The boy Jamie cuts loose is wrong. “He thought of nothing in words and so gave no thought to those things he saw before him…” Jamie’s act of kindness begins a series of violent acts that culminate in a tragedy that seemed inevitable, but still left my mouth hanging open.

It took me a while to warm up to Wallace’s story and the way it was written, but once I fell into its rhythms, I loved Jamie. She is a smart and resilient character who seems to accept her lot in life without complaint. But her life is grim. And so is Wallace’s story. Spring never comes for these characters, even those who deserve it most.

30 Day Meme – Day 6

A book that makes you sad.

Oh, this is totally easy! Lots of books have made me weep over the years – including the one I talked about yesterday, Frances Hodgson Burnett’s A Little Princess which I included in the happy category for different reasons.

Top of my list – and no great literary work – The Bridges of Madison County by Robert James Waller.  I say it’s not great literature because the writing isn’t amazing, but the story of one woman who has a chance to step away from her life to finally have great love, but doesn’t because she knows what she must give up in order to do so, just gutted me when I read it 15 years ago. I cried so hard, I couldn’t even see the pages and when I was done I immediately packed it up and shipped it off to my best friend.
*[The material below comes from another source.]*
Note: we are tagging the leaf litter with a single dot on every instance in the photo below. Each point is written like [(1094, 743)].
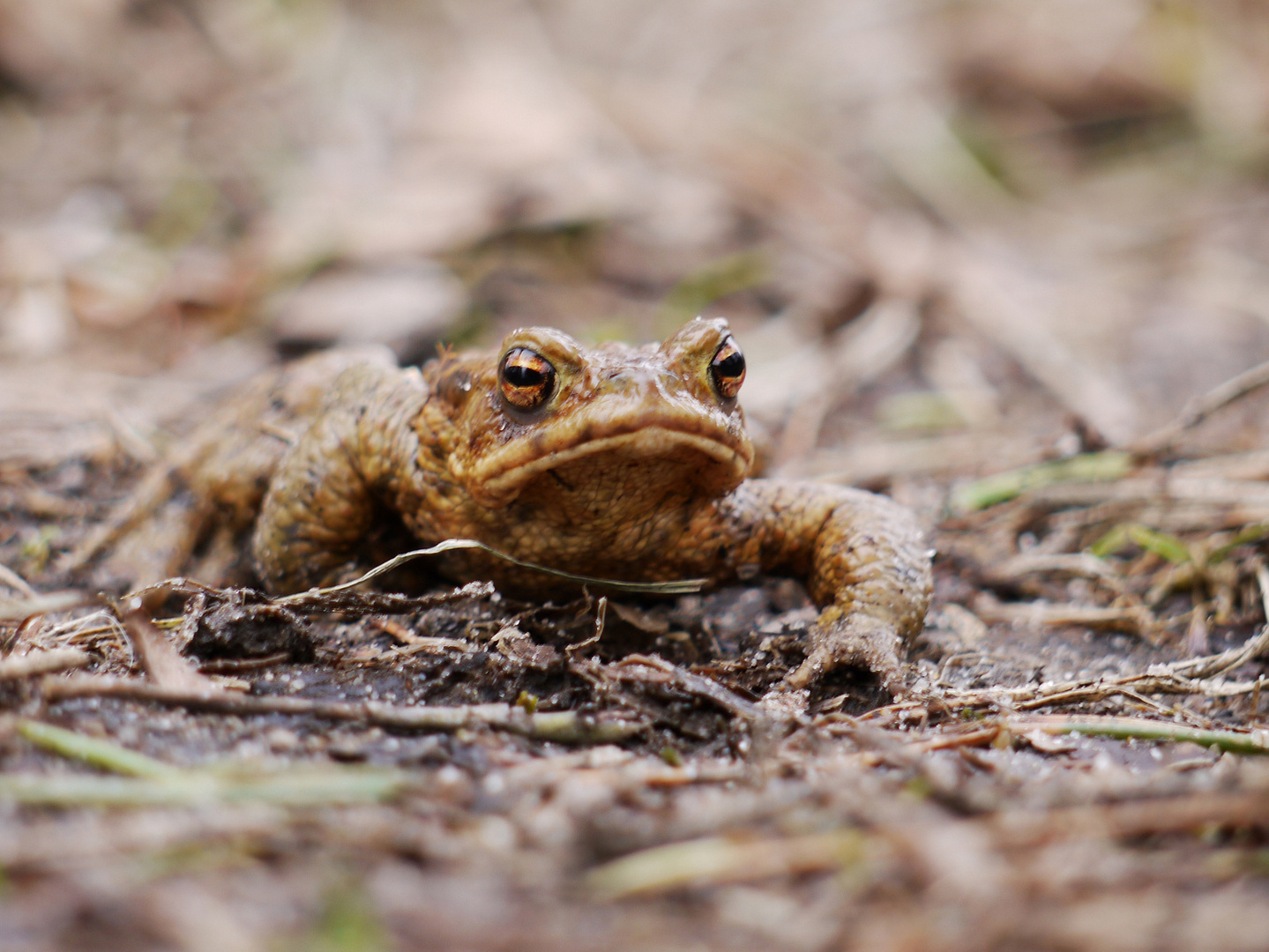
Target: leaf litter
[(1011, 272)]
I might have said that was the book that made me cry the hardest until I read The Time Traveler’s Wife by Audrey Niffenegger. Once I stopped trying to figure out the time travel thing and settled into Henry and Clare’s story I was captivated. The writing is beautiful, but their story is magnificent. Again, though, bawled like a baby.

But is crying the same as being sad? I recently finished Melanie Wallace’s book The Housekeeper. Now that was a sad, sad story. I didn’t shed a single tear, but I felt Jamie’s pain like a fist in my throat and I thought about her for days afterwards.

Either way, a physical reaction or an internal one – I like the sad books. Or, at least, I like the books that touch me emotionally and I guess given the fact that it was harder to talk about a happy book (although my friend Karen suggested I move Carol Shields’ The Republic of Love up my tbr list as it will make me happy) I must have a thing for the sad stuff.